For the first time in a long time, I have actually allowed myself to cry.

 

And here is the strangest part.

 

The trigger?

 

A Bridgerton binge.

 

Those beautifully produced, intoxicating, romantic storylines — the longing, the yearning, the obsessive devotion, the being chosen above all others — they touched something in me that clearly is not healed.

 

It wasn’t just aesthetic admiration.

 

It was longing.

 

A longing to be chased.

To be desired.

To be chosen above everyone else.

To be loved so fiercely that someone would risk everything for you.

 

Avoidance would say: don’t watch it. Don’t trigger yourself.

 

But perhaps the ache reveals what is still alive.

 

And then a deeper realisation began its descent — from my head to my heart.

 

Sex within marriage — that depth of physical, emotional, spiritual intimacy — was never meant to terminate on itself.

 

It was a signpost.

 

The closeness.

The vulnerability.

The covenant.

The nakedness without shame.

 

It was designed to reflect something infinitely deeper: God’s intimacy and covenant love for us.

 

That realisation does not erase the yearning.

 

I still long to be loved by a man in that way.

To experience that physical bond and emotional safety with another human being — even in its flawed, earthly form.

 

But I am beginning to see that the truest version of pursuit has already happened.

 

When Jesus came to earth two thousand years ago, that was the chase.

 

When He allowed Himself to be beaten, humiliated, tortured, nailed to a cross — that was yearning.

 

That was love refusing to let go.

 

Even when I do not feel pursued by God, the cross stands as evidence that I was.

 

If we dare to consider the brutality of what He endured — not sanitised, not softened — that is what being chased looks like.

 

Not flowers.

Not orchestras.

Not a ballroom declaration.

 

A cross.

 

Romantic dramas end at the wedding ceremony. The music swells. The couple commit. Fade to black. Happily ever after.

 

But in a fallen world, marriage is not immunity from suffering. We project salvation onto it. We expect it to heal something only God can.

 

And so I found myself asking the uncomfortable question:

 

Why, Jesus, are You not enough right now?

 

Why am I escaping into fiction to soothe this ache?

Why does cinematic romance feel easier to grasp than eternal promises?

 

The truth is not that Jesus has stopped pursuing me.

 

It is that the waiting is torturous.

 

Scripture tells us there will be a wedding feast.

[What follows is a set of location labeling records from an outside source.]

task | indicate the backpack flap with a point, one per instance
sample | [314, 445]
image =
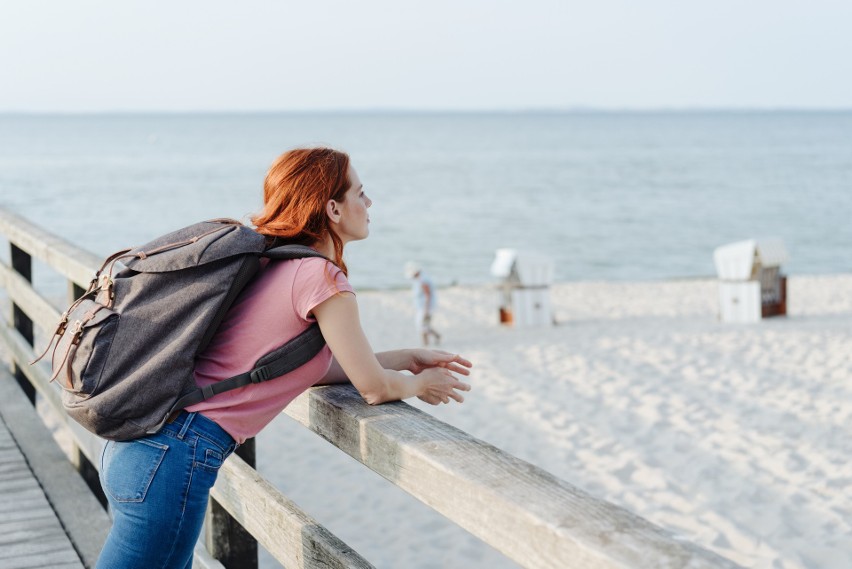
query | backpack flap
[198, 244]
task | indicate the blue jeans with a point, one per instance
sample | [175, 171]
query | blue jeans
[158, 487]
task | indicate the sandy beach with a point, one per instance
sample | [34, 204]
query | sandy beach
[736, 437]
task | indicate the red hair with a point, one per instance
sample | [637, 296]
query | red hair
[296, 190]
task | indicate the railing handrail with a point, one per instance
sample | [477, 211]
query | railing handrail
[526, 513]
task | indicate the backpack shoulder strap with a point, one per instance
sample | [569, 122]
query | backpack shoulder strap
[293, 354]
[292, 251]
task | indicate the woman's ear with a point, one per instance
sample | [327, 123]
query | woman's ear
[332, 209]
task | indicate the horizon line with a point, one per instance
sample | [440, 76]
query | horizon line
[437, 111]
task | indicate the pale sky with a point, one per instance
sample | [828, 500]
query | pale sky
[252, 55]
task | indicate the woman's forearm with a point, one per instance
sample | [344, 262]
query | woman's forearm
[399, 360]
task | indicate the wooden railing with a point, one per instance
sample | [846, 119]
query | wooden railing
[529, 515]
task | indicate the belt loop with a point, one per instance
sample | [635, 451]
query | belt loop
[185, 427]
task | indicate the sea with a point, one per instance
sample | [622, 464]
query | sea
[615, 196]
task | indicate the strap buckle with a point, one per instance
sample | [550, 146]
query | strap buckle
[258, 375]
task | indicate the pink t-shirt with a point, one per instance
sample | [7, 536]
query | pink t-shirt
[271, 311]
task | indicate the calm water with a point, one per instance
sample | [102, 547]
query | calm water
[613, 196]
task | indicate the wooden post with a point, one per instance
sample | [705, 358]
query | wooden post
[22, 264]
[226, 540]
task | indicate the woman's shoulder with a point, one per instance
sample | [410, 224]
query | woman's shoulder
[320, 271]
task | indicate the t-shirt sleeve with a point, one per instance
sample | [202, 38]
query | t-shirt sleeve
[316, 281]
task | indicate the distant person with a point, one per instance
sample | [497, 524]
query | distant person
[158, 486]
[425, 301]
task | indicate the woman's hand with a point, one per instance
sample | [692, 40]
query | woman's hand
[438, 385]
[425, 359]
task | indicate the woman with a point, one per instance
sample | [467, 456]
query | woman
[158, 486]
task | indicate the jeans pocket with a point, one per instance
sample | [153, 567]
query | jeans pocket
[208, 456]
[129, 468]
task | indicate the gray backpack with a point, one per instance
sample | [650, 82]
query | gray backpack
[125, 351]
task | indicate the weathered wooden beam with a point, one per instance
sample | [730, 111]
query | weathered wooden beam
[227, 540]
[82, 518]
[526, 513]
[43, 314]
[295, 539]
[39, 376]
[69, 260]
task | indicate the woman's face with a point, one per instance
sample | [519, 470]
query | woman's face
[354, 221]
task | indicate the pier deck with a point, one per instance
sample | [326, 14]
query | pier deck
[48, 517]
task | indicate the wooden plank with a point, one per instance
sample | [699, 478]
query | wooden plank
[295, 539]
[39, 309]
[69, 260]
[38, 539]
[79, 512]
[524, 512]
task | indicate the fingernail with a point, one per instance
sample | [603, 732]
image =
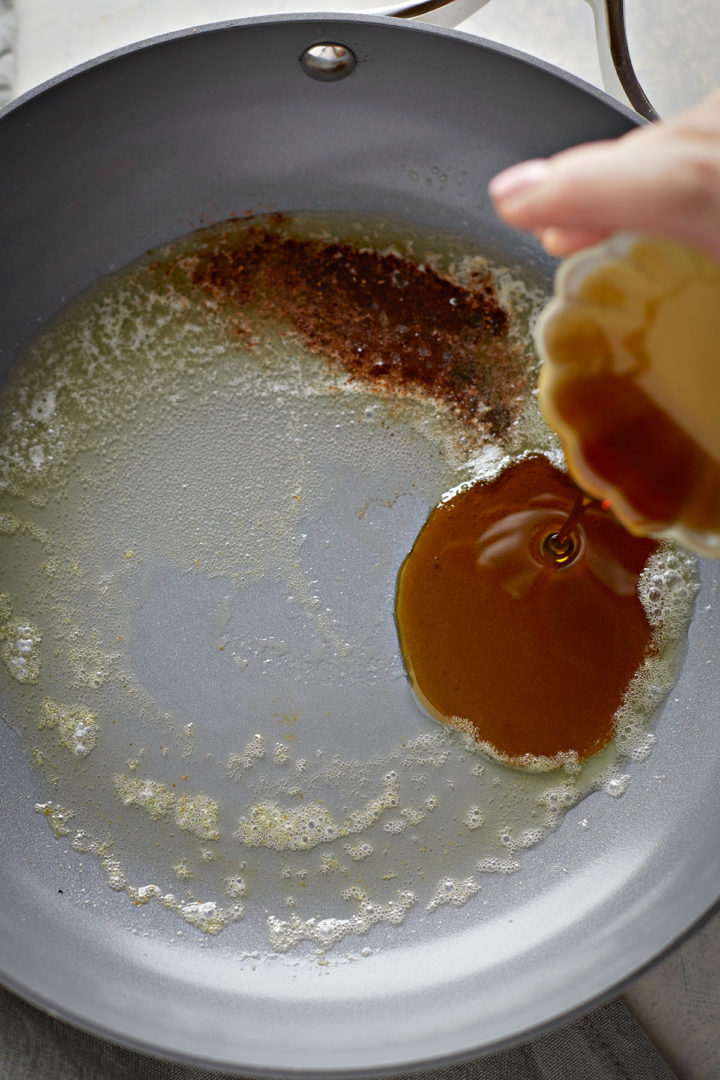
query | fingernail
[517, 178]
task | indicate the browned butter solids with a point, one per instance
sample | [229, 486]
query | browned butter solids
[531, 642]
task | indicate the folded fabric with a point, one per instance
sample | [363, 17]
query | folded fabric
[605, 1044]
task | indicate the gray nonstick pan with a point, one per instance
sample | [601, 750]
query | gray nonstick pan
[440, 914]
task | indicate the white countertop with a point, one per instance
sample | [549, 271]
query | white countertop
[675, 51]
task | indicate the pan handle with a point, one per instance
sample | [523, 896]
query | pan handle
[619, 77]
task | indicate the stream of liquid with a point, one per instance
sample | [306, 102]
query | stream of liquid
[518, 613]
[206, 494]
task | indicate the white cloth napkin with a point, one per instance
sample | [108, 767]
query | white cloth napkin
[605, 1044]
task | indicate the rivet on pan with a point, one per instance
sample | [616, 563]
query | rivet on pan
[327, 62]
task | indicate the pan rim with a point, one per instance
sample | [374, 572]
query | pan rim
[342, 18]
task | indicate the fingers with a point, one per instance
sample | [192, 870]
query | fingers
[664, 179]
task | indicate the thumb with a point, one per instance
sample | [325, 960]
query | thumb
[663, 179]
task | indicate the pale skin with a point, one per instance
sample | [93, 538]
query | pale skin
[662, 178]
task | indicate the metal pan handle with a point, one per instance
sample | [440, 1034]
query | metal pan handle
[619, 77]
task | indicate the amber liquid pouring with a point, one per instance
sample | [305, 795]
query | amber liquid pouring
[518, 612]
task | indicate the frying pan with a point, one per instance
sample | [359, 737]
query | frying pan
[128, 153]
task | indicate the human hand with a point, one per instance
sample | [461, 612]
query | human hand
[663, 179]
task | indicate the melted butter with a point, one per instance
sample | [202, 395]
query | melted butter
[531, 642]
[202, 530]
[632, 382]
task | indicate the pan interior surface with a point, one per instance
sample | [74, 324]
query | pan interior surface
[299, 841]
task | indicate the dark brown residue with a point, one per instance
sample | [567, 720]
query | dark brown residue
[384, 319]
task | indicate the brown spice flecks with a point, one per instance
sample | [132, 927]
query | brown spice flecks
[384, 319]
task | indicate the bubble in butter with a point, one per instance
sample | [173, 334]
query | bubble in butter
[202, 520]
[630, 381]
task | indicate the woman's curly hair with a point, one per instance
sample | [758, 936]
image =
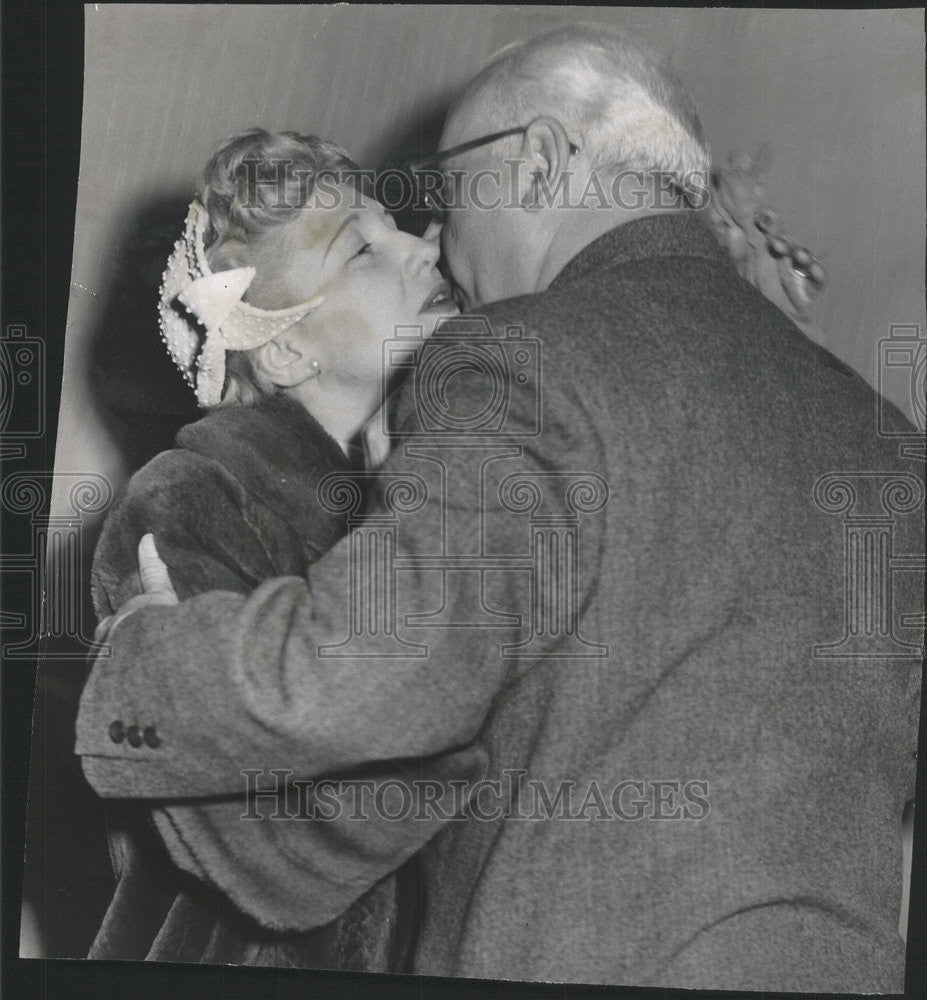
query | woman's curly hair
[254, 181]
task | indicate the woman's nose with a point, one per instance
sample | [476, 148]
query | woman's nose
[423, 253]
[433, 232]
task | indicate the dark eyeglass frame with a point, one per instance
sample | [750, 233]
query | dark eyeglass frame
[434, 161]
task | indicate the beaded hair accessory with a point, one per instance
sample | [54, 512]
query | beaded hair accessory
[202, 314]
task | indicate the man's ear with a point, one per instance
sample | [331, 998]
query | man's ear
[286, 360]
[545, 149]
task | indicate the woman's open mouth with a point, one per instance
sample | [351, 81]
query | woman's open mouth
[440, 299]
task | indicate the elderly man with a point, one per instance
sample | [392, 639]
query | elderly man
[624, 577]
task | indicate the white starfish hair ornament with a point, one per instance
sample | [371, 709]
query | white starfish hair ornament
[202, 315]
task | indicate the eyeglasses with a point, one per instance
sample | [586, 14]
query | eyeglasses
[423, 184]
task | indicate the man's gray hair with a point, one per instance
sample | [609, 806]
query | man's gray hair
[622, 107]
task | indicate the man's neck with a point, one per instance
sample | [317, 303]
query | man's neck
[578, 229]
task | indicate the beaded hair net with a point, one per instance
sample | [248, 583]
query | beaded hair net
[202, 314]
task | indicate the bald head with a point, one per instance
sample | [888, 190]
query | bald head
[625, 110]
[592, 122]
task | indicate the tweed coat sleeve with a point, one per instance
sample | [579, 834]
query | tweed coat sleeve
[290, 872]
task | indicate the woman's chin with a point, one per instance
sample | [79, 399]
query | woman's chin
[432, 317]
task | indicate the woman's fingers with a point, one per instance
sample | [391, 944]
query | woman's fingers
[155, 578]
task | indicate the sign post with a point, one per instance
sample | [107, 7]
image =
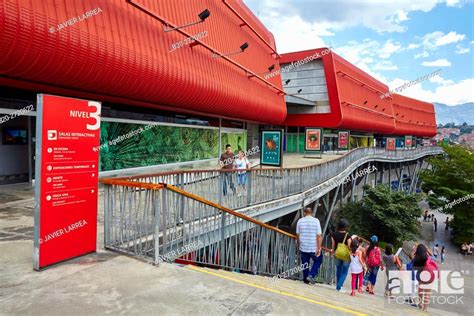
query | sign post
[391, 143]
[65, 221]
[272, 149]
[313, 138]
[408, 141]
[343, 140]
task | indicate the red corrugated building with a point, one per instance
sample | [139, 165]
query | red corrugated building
[122, 54]
[206, 84]
[331, 93]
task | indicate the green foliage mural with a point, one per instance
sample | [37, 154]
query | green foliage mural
[238, 141]
[157, 145]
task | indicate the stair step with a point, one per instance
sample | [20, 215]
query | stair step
[326, 294]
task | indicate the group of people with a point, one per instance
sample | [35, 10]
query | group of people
[363, 262]
[467, 248]
[228, 161]
[431, 218]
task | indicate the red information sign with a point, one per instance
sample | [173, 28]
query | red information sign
[391, 143]
[313, 139]
[343, 140]
[66, 178]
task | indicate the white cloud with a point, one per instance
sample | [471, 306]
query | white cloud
[385, 65]
[440, 81]
[461, 50]
[437, 63]
[389, 48]
[448, 93]
[423, 54]
[300, 25]
[452, 3]
[432, 41]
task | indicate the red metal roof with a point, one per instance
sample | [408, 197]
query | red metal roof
[122, 55]
[356, 103]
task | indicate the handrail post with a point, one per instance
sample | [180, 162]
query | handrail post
[249, 188]
[156, 211]
[107, 215]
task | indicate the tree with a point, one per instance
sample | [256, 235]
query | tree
[451, 179]
[392, 216]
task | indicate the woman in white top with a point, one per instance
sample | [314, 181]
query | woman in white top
[241, 164]
[357, 266]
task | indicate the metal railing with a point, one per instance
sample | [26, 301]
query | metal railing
[146, 220]
[159, 216]
[263, 185]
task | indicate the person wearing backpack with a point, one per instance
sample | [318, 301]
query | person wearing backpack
[392, 263]
[340, 247]
[422, 262]
[374, 262]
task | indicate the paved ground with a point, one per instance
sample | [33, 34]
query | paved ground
[107, 282]
[454, 262]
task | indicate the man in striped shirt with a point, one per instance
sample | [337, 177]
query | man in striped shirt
[308, 230]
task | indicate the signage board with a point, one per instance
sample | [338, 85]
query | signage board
[391, 143]
[272, 145]
[343, 140]
[65, 223]
[313, 137]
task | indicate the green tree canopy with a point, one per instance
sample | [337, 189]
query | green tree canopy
[392, 216]
[451, 178]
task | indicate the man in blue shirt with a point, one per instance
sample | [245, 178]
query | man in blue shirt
[308, 231]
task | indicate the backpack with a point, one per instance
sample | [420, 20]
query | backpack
[374, 258]
[342, 251]
[432, 267]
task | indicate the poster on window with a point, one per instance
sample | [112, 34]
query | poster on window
[343, 140]
[313, 138]
[271, 144]
[391, 141]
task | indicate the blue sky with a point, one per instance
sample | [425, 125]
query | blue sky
[394, 41]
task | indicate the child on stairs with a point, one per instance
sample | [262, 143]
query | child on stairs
[357, 266]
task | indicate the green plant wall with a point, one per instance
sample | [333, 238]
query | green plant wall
[157, 145]
[238, 141]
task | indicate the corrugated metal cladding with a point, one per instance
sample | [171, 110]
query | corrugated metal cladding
[122, 53]
[413, 117]
[356, 102]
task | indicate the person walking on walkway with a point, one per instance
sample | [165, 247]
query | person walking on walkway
[392, 263]
[423, 263]
[241, 164]
[374, 263]
[340, 247]
[357, 266]
[443, 254]
[309, 239]
[436, 251]
[226, 162]
[447, 223]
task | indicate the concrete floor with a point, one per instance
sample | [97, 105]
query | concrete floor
[106, 282]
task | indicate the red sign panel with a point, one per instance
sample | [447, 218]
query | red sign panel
[391, 143]
[313, 139]
[343, 140]
[66, 178]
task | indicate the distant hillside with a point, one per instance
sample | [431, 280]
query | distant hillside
[458, 114]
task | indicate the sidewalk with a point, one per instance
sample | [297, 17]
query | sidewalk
[454, 261]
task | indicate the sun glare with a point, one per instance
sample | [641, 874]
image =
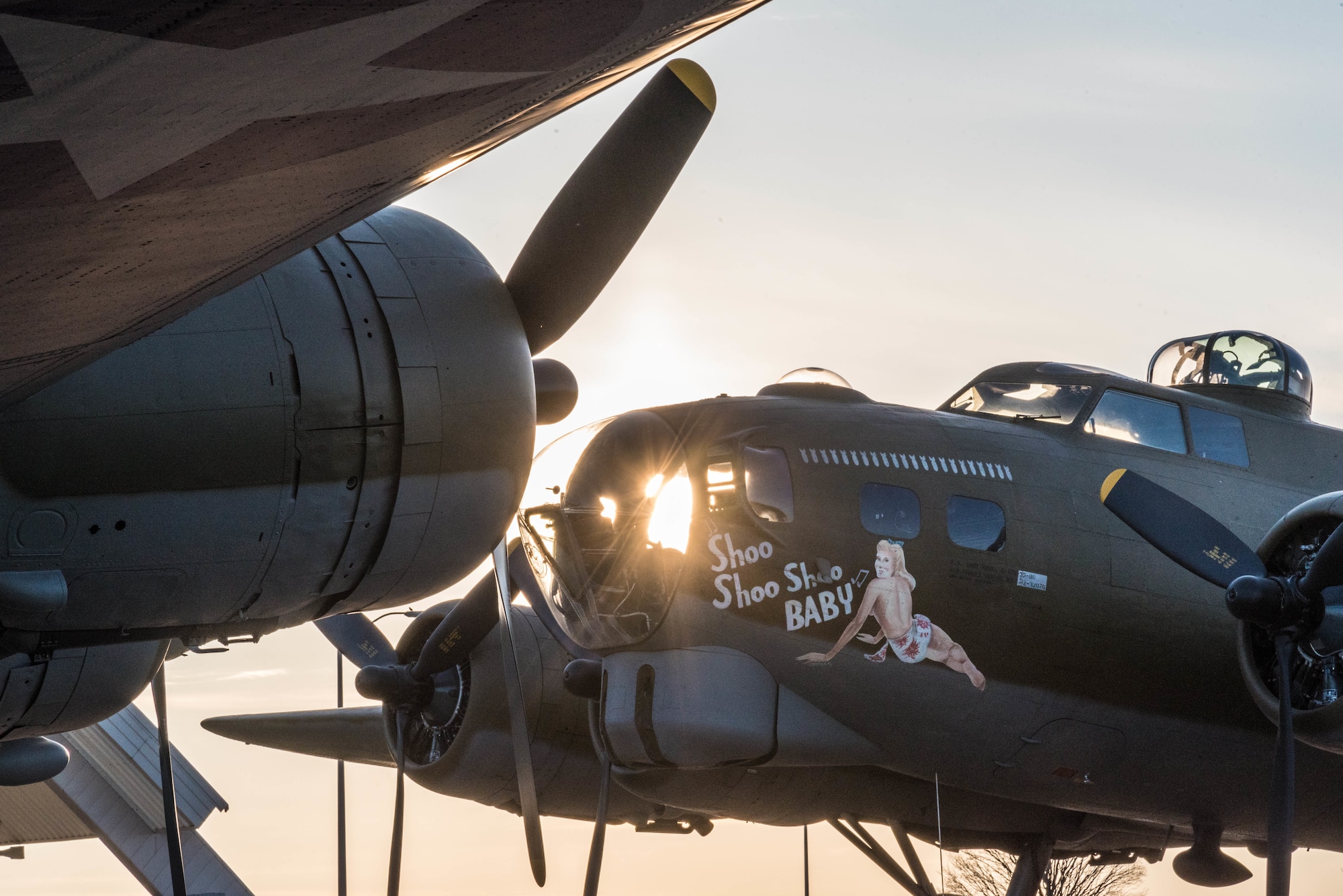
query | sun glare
[669, 525]
[655, 487]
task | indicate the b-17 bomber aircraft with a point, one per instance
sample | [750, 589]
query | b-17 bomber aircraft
[349, 430]
[1024, 620]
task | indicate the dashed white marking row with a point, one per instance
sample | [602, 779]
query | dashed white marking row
[852, 458]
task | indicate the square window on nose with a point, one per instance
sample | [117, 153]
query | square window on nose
[769, 483]
[890, 510]
[1219, 436]
[1138, 419]
[976, 524]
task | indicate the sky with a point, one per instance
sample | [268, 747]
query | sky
[907, 192]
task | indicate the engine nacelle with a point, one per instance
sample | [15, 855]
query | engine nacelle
[468, 750]
[1287, 549]
[350, 430]
[73, 687]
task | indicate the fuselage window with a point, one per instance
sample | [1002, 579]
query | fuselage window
[1047, 401]
[1138, 419]
[1219, 436]
[977, 524]
[769, 483]
[888, 510]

That the Bridegroom will meet His bride.

That there is a marriage ceremony yet to come — one not vulnerable to betrayal, deception, or decay.

 

Some days it feels too far-fetched.

 

Too distant.

 

Fantasy feels immediate. Tangible. Emotional.

 

Even though we know it is fiction, it can feel easier to believe in that version of love than in promises written two thousand years ago.

 

But the cross is not fiction.

 

The pursuit is not fiction.

 

And so my final cry, as I pack my bag for another weekend of night shifts, is simple:

 

God, help me.

 

Help me believe what You have promised.

Make Your presence tangible in the ordinary and the exhausting.

Heal this broken heart that still aches for earthly romance.

Give me hope — not only that I may love again in this life —

but that my gaze would lift higher.

 

I go to work sleep-deprived.

Emotionally thin.

Carrying patients, parenting, grief.

 

And beneath it all, a quieter prayer:

 

Chase me again.

Remind me I am not unseen.

Remind me that the cross was enough.

 

And that one day,

the ache will end at a wedding that does not fade to black.